Singapore should adopt stronger measures to protect animal welfare: Shanmugam

Singapore needs to adopt tougher measures to protect the welfare of animals, said Law and Foreign Minister K Shanmugam at the opening ceremony of animal welfare conference Asia for Animals on Tuesday morning. -- ST FILE PHOTO: KUA CHEE SIONG
Singapore needs to adopt tougher measures to protect the welfare of animals, said Law and Foreign Minister K Shanmugam at the opening ceremony of animal welfare conference Asia for Animals on Tuesday morning. -- ST FILE PHOTO: KUA CHEE SIONG

Singapore needs to adopt tougher measures to protect the welfare of animals, Law and Foreign Minister K Shanmugam said at the opening ceremony of animal welfare conference Asia for Animals on Tuesday morning.

These measures should be undertaken in two areas - penalties for animal abusers and responsible pet ownership, he added.

Currently, those convicted of cruelty to animals under the Animals and Birds Act are subject to a fine of up to $10,000, a jail term of up to a year, or both.

Changes will be made to substantially enhance the laws to send a deterrent message to abusers, he said in his speech.

On responsible pet ownership, Mr Shanmugam, who is a known animal welfare advocate, said people may buy pets on impulse without knowing what having a pet entails.

Pointing to the Agri-Food and Veterinary's two new pet shop licensing conditions - preventing the sale of dogs, cats and rabbits to those under the age of 16 and a mandatory pre-sale screening - that kicked in on Jan 1 and the introduction of animal welfare in school syllabus, Mr Shanmugam added that education will help produce a "substantive change" in the treatment of animals.

The five-day Asia for Animals conference, which started on Monday, is being attended by over 320 delegates from more than 30 countries.

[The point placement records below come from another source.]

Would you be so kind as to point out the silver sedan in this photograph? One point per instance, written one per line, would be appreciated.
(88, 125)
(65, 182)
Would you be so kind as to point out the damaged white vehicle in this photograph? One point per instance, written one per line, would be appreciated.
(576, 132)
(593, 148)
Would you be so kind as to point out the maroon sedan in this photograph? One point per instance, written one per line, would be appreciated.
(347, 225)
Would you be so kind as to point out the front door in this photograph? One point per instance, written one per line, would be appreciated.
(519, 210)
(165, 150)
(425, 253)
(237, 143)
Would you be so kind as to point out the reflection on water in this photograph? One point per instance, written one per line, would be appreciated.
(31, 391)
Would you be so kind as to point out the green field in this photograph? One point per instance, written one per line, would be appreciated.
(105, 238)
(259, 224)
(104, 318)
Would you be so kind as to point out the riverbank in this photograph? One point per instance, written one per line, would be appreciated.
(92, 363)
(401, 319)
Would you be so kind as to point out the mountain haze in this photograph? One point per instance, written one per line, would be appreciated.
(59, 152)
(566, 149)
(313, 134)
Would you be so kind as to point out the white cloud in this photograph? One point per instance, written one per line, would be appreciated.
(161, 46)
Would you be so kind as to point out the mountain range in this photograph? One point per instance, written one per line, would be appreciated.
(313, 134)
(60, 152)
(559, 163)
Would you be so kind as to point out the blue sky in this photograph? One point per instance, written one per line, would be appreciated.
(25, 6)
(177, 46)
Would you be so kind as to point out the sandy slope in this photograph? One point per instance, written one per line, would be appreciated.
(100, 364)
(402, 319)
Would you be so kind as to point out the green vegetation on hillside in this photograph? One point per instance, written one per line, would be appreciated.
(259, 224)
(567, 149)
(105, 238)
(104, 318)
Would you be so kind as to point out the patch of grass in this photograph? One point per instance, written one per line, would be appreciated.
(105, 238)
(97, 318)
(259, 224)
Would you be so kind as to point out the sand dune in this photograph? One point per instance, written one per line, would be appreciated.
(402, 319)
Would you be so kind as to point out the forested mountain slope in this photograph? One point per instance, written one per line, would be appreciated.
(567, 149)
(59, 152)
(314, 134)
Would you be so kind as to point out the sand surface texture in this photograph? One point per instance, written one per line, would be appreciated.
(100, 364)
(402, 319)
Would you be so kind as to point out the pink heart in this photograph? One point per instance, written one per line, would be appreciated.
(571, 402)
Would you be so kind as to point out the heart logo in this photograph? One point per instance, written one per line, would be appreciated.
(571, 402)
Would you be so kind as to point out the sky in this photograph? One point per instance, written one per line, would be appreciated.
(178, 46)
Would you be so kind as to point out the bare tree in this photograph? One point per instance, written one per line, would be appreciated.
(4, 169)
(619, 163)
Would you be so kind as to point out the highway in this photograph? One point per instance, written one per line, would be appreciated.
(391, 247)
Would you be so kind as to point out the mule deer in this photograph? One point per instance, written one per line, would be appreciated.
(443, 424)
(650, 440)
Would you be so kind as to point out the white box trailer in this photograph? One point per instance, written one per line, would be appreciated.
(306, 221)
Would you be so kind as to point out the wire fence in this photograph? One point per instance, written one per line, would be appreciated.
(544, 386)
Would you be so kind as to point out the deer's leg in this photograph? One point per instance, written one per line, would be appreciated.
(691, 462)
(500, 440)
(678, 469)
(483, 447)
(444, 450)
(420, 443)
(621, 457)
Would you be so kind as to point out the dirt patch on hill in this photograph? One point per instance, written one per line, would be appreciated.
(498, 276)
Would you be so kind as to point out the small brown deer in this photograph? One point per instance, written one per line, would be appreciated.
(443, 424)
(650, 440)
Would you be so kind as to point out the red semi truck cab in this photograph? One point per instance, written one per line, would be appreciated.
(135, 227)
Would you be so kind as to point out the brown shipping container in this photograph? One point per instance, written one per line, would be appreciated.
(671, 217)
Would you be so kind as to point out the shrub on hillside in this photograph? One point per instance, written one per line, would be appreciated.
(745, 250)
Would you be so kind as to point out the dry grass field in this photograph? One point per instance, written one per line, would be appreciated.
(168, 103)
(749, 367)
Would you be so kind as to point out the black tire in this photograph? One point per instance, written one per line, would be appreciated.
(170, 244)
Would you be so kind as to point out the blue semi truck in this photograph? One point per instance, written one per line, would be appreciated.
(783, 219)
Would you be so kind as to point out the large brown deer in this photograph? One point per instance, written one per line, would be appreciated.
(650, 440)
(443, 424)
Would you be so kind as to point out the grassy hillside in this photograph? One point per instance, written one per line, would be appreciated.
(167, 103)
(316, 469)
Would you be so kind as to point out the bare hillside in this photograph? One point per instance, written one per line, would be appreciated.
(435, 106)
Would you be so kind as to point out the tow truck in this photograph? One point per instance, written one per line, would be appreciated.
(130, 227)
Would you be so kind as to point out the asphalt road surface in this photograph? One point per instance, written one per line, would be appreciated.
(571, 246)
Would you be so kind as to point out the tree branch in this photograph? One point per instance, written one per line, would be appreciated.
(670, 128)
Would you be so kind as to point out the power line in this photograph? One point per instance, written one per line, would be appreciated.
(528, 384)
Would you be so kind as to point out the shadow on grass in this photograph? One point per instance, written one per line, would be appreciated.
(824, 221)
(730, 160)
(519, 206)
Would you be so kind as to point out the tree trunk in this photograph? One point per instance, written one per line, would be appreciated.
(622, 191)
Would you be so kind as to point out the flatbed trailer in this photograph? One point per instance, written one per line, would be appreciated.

Singapore animal welfare group Animal Concerns Research and Education Society (Acres) is hosting it.

Its chief executive Louis Ng, who also spoke at the event, said a Bill proposing an increase in the penalty for animal abuse from the current $10,000 to a high of $50,000 will be "introduced in Parliament this year".

Six working groups formed during the event will discuss issues such as animal testing, animals in entertainment, cetaceans in captivity, dog and cat meat trade, stray dogs management and wildlife trade.

"Individually, we have made so much progress and I am confident that through the discussions and sharing that will take place during this conference and with more collaborations, we can achieve miracles," Mr Ng added.